Некоторые фильмы были запрещены и пролежали «на полке» двадцать лет, но потом все же вышли в прокат и заслужили фестивальные награды. По понятным причинам в этой статье не будут анализироваться ленты Иржи Менцеля и Веры Хитиловой, им уж
посвящены у меня отдельные очерки, а также Милоша Формана, разбор фильмографии
которого еще предстоит. Начать мне хотелось бы с короткометражного фильма Павла
Юрачека и Яна Шмидта «Кариатида» («Йозеф Киллиан»), вышедшего на экраны в
далеком 1963 году и по сути положившего начало чехословацкой «новой волне».
Небольшая история о человеке, взявшем кошку напрокат, а потом не способном
найти магазин, где он ее взял, снята, срежиссирована и смонтирована так, что всякий
живший и выросший в стране с социалистическим прошлым, сразу узнает реалии и
наследие «совка». В начале «Кариатиды» герой проходит мимо знамен и плакатов с
лозунгами, где чего только не написано (даже портрет Сталина висит), потом же
приключения безымянного персонажа все более начинают напоминать мытарства из
кафкианских книг. Здесь и длинные запутанные коридоры-лабиринты с высокими
потолками, где невозможно найти интересующий тебя кабинет (мне это напомнило
родной университет), и гнетущее всесилие бюрократии со стенами огромных каталогов, и
неузнаваемо меняющаяся на следующий день улица, где уже не найти то, что было вчера.
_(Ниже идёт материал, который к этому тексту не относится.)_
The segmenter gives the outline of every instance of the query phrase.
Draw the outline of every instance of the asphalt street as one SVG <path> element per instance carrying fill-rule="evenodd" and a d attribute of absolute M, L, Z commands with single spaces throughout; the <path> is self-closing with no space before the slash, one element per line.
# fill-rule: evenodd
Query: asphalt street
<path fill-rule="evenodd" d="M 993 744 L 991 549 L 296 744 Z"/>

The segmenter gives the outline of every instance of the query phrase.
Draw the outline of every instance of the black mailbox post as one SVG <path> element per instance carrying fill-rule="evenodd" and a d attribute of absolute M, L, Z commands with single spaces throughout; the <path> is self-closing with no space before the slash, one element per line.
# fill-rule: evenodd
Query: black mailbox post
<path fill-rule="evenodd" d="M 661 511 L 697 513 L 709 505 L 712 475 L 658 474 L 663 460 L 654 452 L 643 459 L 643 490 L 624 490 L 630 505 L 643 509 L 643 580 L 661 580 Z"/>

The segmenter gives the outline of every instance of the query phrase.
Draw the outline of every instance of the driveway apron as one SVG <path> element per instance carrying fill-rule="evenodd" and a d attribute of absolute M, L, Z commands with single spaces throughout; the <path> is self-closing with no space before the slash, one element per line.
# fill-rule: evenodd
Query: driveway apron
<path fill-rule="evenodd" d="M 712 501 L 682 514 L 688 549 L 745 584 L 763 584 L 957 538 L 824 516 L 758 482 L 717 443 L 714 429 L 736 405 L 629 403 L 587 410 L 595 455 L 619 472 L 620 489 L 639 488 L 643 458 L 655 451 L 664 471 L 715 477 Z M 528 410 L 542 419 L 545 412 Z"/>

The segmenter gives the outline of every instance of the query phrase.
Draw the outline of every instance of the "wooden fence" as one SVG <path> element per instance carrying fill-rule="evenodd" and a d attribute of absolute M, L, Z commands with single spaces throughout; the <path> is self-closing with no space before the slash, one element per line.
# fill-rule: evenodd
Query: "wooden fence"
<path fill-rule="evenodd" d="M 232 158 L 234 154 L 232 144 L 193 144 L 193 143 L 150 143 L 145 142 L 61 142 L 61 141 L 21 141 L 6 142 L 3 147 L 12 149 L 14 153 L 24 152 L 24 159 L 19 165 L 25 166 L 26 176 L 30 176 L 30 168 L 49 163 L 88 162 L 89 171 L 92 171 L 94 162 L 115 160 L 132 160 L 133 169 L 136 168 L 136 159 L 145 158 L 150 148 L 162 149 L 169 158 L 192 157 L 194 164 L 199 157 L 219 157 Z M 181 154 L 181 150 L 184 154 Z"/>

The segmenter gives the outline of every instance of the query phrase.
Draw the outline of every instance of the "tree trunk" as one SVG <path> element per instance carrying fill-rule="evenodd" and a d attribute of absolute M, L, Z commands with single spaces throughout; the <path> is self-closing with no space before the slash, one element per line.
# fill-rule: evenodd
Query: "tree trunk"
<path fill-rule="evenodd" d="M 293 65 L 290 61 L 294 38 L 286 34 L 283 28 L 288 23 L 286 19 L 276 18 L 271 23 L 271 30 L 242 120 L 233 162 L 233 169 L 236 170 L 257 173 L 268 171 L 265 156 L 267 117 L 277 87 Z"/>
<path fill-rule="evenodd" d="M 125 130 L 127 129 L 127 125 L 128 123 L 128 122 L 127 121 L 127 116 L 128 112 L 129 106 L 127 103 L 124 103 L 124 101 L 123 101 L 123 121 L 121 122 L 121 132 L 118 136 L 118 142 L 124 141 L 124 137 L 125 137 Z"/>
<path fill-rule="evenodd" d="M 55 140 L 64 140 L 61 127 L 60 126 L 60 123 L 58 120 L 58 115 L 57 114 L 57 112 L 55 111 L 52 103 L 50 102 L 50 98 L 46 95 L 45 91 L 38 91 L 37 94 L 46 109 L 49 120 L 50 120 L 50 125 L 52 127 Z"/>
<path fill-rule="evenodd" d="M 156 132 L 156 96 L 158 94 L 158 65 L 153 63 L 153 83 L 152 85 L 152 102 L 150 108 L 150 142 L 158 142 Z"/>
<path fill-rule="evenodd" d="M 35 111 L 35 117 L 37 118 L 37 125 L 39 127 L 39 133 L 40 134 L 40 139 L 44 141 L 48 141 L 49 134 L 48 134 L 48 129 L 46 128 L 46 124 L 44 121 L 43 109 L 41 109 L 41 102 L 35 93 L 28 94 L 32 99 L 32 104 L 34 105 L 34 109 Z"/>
Скромный получасовой фильм задает тон и эстетические координаты кинематографической критике социализма, мира, где общее довлеет над частным, а
личность ровным счетом ничего не значит. Апофеозом сюрреалистического абсурда
становится коллективное вторжение посетителей в пустой кабинет, где лишь телефон
стоит на полу, – блестящая аллегория тщетности чего-то добиться в мире, где заменили
логику идеологией. «Кариатида» – мастерская, бьющая наотмашь критика
социалистических реалий, всего универсума советского абсурда, распространившегося
после окончания Второй Мировой и на часть Европы. Павел Юрачек не остановился на
достигнутом, сняв еще два фильма, после разгрома «пражской весны» власти припомнили
ему его эзопово творчество и фактически запретили заниматься режиссерской
профессией.
По крайней мере, его полнометражная картина «Дело для начинающего палача»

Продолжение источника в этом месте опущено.